Les tableaux étaient de splendides groupes de cerfs de Gainsborough, des chevaux et des chiens de Dreux, des paysages de Collins et de Calcott, puis d’admirables études de lions et de tigres par de moins célèbres maîtres. Quant au marines, elles étaient parfaitement absentes. Cela se comprend. Signées Joseph Vernet ou Gudin, elles n’eussent encore été que la bien pâle copie du spectacle que, de sa dunette, pouvait contempler le marin, lorsque, luttant contre un de ces terribles typhons des mers de Chine, le Fire-Fly bondissait sur les flots.

En ce qui regarde la salle à manger, l’office et ses dépendances, rien n’avait été ni omis ni économisé à leur égard. C’était avec amour que le gourmet sir John avait donné ses soins à tout ce qui intéressait la table. Le cuisinier était à son bord un véritable personnage. Je voudrais pouvoir vous peindre la gravité qui présidait à leurs entretiens, et les discussions savantes et sans fin où les entraînaient le choix des vins qui devaient accompagner tels ou tels mets, et les combinaisons culinaires de tels ou tels plats. Le sort d’une nation, que la révolution vient de rendre libre de devenir républicaine ou monarchique, n’a jamais autant été débattu dans un congrès européen, que celui d’un faisan ou d’une gigue de chevreuil dans les conférences gastronomiques du contrebandier d’opium. Sir John n’aimait pas à recevoir un grand nombre de convives ; il ne voulait que deux ou trois amis, mettant en pratique ce proverbe de sa nation : « Les fous donnent des festins, les sages sont à table. »

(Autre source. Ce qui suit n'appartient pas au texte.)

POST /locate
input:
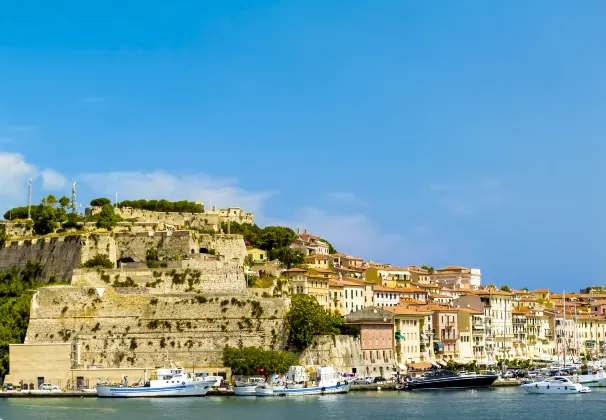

Quant à l’équipage du Fire-Fly, il se composait d’une trentaine de Malabars choisis avec le plus grand soin, qui pour la plupart étaient depuis plusieurs années à bord. Son état-major ne comprenait qu’un second et un lieutenant.

Ce second capitaine s’appelait Morton : c’était un anglais sec, anguleux, spleenique, aimant le bâtiment et la mer avec une passion sauvage, ne comprenant pas qu’on séjournât plus de vingt-quatre heures en rade. Il y avait plus de trois ans qu’il n’avait débarqué, lorsque le Fire-Fly était venu se faire radouber. Canon avait pour lui, et il le méritait, une profonde estime et une grande amitié. C’était un des meilleurs marins que j’eusse jamais rencontré.

Le lieutenant se nommait James ; mais, comme je devais voir mourir le pauvre diable quelques mois après mon arrivée à Calcutta, je crois parfaitement inutile de vous dire qui il était et ce qu’il était.

Venait ensuite, hiérarchiquement, un troisième personnage, qui naviguait depuis si longtemps dans les mers de l’Inde et de la Chine qu’il avait parfaitement oublié de quel pays il pouvait bien être. C’était maître Spilt, le maître d’équipage ou mieux le surhung. Les matelots avaient pour lui la même affection que pour leur capitaine, mais, grâce à un certain bout de ligne tressée et nouée, qui avait fait élection de domicile, en compagnie du tabac à chiquer, dans les plis de son béret, et qui en sortait souvent, ils le craignaient bien davantage.

Quelques instants après mon embarquement à bord, je fus présenté officiellement à ces nouveaux compagnons d’excursion. Le soir même, je pris possession d’une des deux petites cabines vides de la dunette : sept pieds de long sur six de large. Un fort étroit lit d’érable avec une moustiquaire de mousseline brodée, un délicieux petit bureau de teck incrusté de bois de sandal, une peau de chetah pour tapis, un grand fauteuil de rotins, les bois branchus d’un dix-cors pour soutenir mes armes, c’est tout ce qu’elle contenait ; c’était, du reste, tout ce qu’elle pouvait contenir.

Je devais y faire de beaux rêves, y évoquer de bons et doux souvenirs, la quitter avec bien des regrets.